Вот вам цель — отсечь группировку, крупнейшую группировку, отсечь и изолировать ее. Целью данной операции было рассечь группировку, а затем, в зависимости от обстановки, идти на отсекание этой группировки или развивать удар глубже с тем, чтоб занять исходное положение для выполнения основной стратегической цели — конечной цели войны.

Прорыв совершается не для прорыва, а для получения преимущества наших войск в маневре, с целью удара с менее выгодного для противника направления.

В Великой Отечественной войне, как вам известно, родился термин «свертывание фронта» методом косого удара, — я последнее добавляю от себя, потому что он фактически все время так шел. Вспомните Сталинградскую операцию, в цель которой входило окружение крупнейшей группировки, не только 6-й армии, но и частей, которые взаимодействовали с 6-й армией противника. После прорыва Красная Армия, получив открытый фланг, по существу, шла на свертывание фронта. Вначале были разгромлены группировки противника на флангах, и мы получили хороший ход для себя в тыл противника. Мы быстро зажали противника в тиски, а затем его добил Донской фронт. Фактически была вырезана полоса неприятельского фронта от Серафимовичей до Сталинграда, и, идя косым ударом как можно глубже в тылу противника, мы получили оперативную свободу для наших фронтов. Освободившиеся силы и средства (Юго-Западный фронт) вышли на фланг и тылы противника и стремительно продолжали наступление в направлении Харькова. Разве это не является классическим образцом действий фланговых операций, операций, проводимых в тылу противника.
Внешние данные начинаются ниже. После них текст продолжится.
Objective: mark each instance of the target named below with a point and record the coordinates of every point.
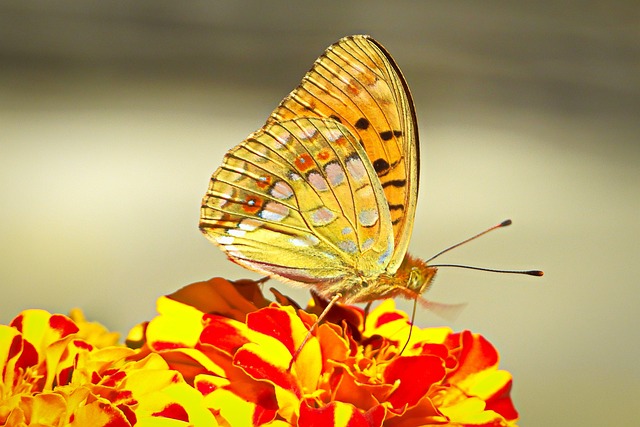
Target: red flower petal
(416, 375)
(338, 414)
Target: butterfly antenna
(492, 270)
(504, 223)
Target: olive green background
(113, 115)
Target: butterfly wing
(300, 201)
(357, 83)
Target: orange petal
(339, 414)
(416, 375)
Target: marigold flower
(239, 354)
(52, 377)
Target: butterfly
(324, 194)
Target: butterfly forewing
(300, 200)
(357, 83)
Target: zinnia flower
(53, 377)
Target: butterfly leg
(366, 312)
(324, 313)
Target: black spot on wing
(362, 123)
(395, 183)
(386, 135)
(380, 165)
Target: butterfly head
(413, 278)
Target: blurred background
(113, 115)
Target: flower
(220, 354)
(53, 377)
(247, 359)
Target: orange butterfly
(324, 194)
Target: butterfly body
(324, 195)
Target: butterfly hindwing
(357, 83)
(299, 200)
Мы не для фронтальных ударов механизируем армию, а для того, чтобы осуществлять маневр во фланг, в тыл, для того, чтобы упреждать противника в преследовании, для того, чтобы быстрее выходить к намеченной цели.

Мы отдаем должное фронтальным ударам. Для прорыва мы имеем многочисленную тяжелую артиллерию, тяжелые танки, тяжелые самоходные орудия и другие средства прорыва. Но посмотрите на оперативные цели Сталинградской операции, на оперативные цели Бобруйской операции 1944 года, на оперативные цели Кишиневской операции, на план зимней кампании 1945 года, о котором я докладывал. Наконец — Берлинская операция. Везде вы видите операции с решительной целью, методом окружения или разгрома противника при преследовании.

Следовательно, прорыв фронта есть не цель, а один из главнейших этапов современной операции.

Вопрос о том, является ли фронтальный удар понятием тактическим или оперативным? Я считаю, что поскольку при современном прорыве применяются соединения, выходящие за рамки тактического понятия, то фронтальный удар является понятием оперативного характера. Поскольку в прорыв вводятся войска, обычно выходящие из рамки тактических соединении, я считаю, нет оснований относить фронтальный удар к понятию тактическому.

Я хочу ответить на выступление тов. Енюкова. Видимо, некоторые товарищи недостаточно поняли целесообразность тех или иных мероприятий командования в ходе операции. Он сказал, что со средствами, которые имел фронт, можно было дойти до Берлина. Конечно, Берлин не имел в этот период сильного прикрытия. На западном берегу р. Одер у противника были только отдельные роты, батальоны, отдельные танки, следовательно, настоящей обороны по Одеру еще не было. Это было известно. Можно было пустить танковые армии Богданова и Катукова напрямик в Берлин, они могли бы выйти к Берлину. Вопрос, конечно, смогли бы они его взять, это трудно сказать. Но надо было суметь устоять против соблазна — это дело нелегкое. Командир не должен терять голову, даже при успехе. Вы думаете, тов. Чуйков не хотел бы выскочить на Берлин или Жуков не хотел взять Берлин? Можно было пойти на Берлин, можно было бросить подвижные войска и подойти к Берлину. Но, товарищ Енюков, назад вернуться было бы нельзя, так как противник легко мог закрыть пути отхода. Противник легко, ударом с севера прорвал бы нашу пехоту, вышел на переправы р. Одер и поставил бы войска фронта в тяжелое положение.

Еще раз подчеркиваю, нужно уметь держать себя в руках и не идти на соблазн, ни в коем случае не идти на авантюру. Командир в своих решениях никогда не должен терять здравого смысла.

Так Георгий Константинович подвел итог своей боевой деятельности. Впереди ждали его мирные дни, в которых смерть подстерегала, пожалуй, более реально, чем на фронте.